Property boundaries are a thing that is often defined when buying your home. Most of us remember the utter joy we felt when we’d finally saved the money we needed to buy our own home. Home is where the heart is, isn’t that what they say? It’s where we go to rest and to spend time with those we love. It’s where we do our thinking, planning and pondering. Home is a wonderful place to be.
When property boundary disputes arise, it can feel as though somebody is trying to take a little bit of what’s ours. Not only does it make us feel territorial to an extent most of us have never felt before, but it can upset our relationship with our neighbours; something that can severely impact how comfortable we feel at home.
It is really important that boundary disputes are dealt with property because they can escalate and become expensive and nasty. If you have big plans for your property, or if you know that your neighbour does and you are not wholly comfortable with it, it’s a good idea to clue yourself up on the best way to deal with a boundary dispute.
Here are our top tips.
Avoid the property boundaries talk happening in the first place
If you’re planning on replacing a bush with a fence or vice versa, it’s a good idea to speak to your neighbour about your plans before you do anything. Sudden actions are the most common cause of boundary disputes.

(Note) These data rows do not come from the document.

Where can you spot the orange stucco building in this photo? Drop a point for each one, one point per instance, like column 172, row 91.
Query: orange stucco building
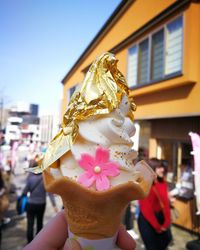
column 158, row 47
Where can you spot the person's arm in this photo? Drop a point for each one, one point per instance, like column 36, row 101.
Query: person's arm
column 146, row 208
column 53, row 201
column 54, row 236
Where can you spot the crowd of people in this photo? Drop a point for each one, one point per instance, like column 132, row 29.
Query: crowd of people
column 152, row 213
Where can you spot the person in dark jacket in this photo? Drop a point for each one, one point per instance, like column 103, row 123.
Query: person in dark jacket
column 36, row 202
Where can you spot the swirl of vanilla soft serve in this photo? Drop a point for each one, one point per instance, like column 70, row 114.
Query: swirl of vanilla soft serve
column 112, row 131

You might be perfectly capable of proving that the bush you ripped up without consulting your neighbour did belong to you, but if they’re angry about it and they take you to court, the experience will be costly and create tension between you. Communication is key.
Unless your land is significantly expensive, the costs to resolve a boundary dispute can very quickly spiral to outweigh what your land is worth, so it is a good idea to come to a peaceful resolution and compromise as quickly as you can.
How do I find out where my house boundaries are?
It’s really important that you know where your land ends and your neighbours begins. You can use the government website to search for property information from HM Land Registry. This will give you a good idea of what land you actually own.
If you need to prove your property ownership in court, this website will not be enough. Instead, you’ll need an official copy of the land register.
How do I resolve a property boundaries dispute?
If it’s too late for compromise and you’re already involved in a boundary dispute, you’ll need to seek advice from a chartered land surveyor, or a chartered surveyor who specialises in boundary disputes.
Boundaries are not always clear, even on legal documents. Your hired professional will try to prove that the disputed land belongs to you by checking the official property deeds and consulting official land registry records.
It’s frustrating, but these issues can be subjective. You might find a professional who agrees that a piece of land is yours, whilst your neighbour could find another who believes it’s theirs.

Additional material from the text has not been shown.